There has never been a time in modern American history when so many people have feared so much. Glassner demonstrates, chapter after chapter, that it is our manipulated
perception
of danger that has increased, not actual dangers themselves. This vast market in trepidation can and should be replaced by programs and measures focused on correcting the true, if unpopular and unpleasant, causes of our problems. “We need to learn how to identify exaggerated or false fears from legitimate ones,” Glassner has insisted. “We need to be able to distinguish between isolated events and rumors, on the one hand, and real problems and dangers on the other hand.”
The Culture of Fear
goes a long way in helping us to make the correct distinctions and to identify the true dangers.
For Discussion
1. Glassner begins his book with the double question, “Why are so many fears in the air, and so many of them unfounded?” (xix) How does he answer those questions? What specific fears does he cite as unfounded or exaggerated,
and what explanations does he put forward? What fears strike you as particularly pervasive and without factual basis? How would you explain them?
2. Why do specific fears, and fear in general, seem to play such a critical role in contemporary life? What purposes—social, political, psychological, and other—might be served by the promulgation of and belief in specific fears and threats, however unfounded, misreported, or overstated they may be?

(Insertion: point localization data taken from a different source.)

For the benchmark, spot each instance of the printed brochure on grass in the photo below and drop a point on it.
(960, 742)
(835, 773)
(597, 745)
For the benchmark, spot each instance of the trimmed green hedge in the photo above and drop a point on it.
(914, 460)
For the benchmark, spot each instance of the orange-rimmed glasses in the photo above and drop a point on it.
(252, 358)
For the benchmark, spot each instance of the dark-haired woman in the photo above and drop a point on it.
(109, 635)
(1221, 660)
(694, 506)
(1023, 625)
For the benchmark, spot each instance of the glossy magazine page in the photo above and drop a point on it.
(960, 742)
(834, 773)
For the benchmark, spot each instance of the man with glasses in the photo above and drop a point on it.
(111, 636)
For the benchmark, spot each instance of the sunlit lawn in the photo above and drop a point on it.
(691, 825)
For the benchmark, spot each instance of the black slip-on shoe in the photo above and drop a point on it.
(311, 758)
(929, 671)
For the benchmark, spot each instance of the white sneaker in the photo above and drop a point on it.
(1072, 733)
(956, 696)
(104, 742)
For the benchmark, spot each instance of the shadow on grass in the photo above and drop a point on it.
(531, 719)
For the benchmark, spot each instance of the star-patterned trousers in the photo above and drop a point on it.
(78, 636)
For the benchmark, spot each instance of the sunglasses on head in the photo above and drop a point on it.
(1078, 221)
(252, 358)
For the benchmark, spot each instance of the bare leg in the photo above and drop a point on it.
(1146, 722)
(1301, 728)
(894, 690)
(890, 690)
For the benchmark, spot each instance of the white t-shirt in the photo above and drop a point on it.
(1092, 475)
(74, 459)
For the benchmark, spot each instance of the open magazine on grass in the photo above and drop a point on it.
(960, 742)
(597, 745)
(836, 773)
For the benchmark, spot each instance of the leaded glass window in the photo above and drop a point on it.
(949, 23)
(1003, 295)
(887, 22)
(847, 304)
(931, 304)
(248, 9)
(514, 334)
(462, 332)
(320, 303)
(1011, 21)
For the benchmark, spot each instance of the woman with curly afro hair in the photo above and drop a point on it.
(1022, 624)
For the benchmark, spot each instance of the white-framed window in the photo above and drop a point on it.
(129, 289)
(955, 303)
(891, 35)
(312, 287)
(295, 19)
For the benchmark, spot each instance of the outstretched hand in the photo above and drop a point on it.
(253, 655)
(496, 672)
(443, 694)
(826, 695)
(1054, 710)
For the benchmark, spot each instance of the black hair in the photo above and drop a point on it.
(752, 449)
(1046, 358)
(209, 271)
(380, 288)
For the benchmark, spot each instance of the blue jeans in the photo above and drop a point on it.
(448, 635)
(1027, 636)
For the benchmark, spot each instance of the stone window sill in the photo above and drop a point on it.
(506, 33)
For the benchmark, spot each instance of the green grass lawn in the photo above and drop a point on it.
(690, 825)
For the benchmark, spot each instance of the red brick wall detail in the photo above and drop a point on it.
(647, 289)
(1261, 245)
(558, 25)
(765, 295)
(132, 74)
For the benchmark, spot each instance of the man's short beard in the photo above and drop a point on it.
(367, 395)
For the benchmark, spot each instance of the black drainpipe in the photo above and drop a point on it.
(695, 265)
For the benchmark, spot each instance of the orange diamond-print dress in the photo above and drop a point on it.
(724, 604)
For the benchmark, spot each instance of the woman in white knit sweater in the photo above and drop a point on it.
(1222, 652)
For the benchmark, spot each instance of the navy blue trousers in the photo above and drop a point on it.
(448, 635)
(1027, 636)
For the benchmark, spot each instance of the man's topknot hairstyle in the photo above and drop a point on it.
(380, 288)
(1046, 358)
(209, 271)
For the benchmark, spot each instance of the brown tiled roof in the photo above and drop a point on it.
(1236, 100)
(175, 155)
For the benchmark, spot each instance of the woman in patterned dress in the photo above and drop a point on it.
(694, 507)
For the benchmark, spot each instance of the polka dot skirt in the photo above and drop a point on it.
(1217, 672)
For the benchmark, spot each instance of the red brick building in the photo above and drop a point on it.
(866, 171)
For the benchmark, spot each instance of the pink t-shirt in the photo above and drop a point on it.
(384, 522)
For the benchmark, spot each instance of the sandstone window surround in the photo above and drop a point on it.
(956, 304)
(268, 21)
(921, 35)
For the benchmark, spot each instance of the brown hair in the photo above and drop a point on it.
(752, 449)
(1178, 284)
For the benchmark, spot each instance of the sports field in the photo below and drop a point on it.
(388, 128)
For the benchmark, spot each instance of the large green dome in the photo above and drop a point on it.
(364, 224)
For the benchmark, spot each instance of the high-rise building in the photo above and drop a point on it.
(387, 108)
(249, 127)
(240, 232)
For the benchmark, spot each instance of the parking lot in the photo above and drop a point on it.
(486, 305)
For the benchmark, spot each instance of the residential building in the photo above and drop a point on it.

3. What potential dangers, hardships, and costs does Glassner associate with the inflated, exaggerated, unfounded, false, and overdrawn fears that he identifies? What can be done to allay or prevent those dangers, hardships, and costs? Which of Glassner’s pseudodangers and scare campaigns do you consider the most important or the most threatening to the well-being, stability, and improvement of individuals, communities, and American society overall, including your own well-being? Why?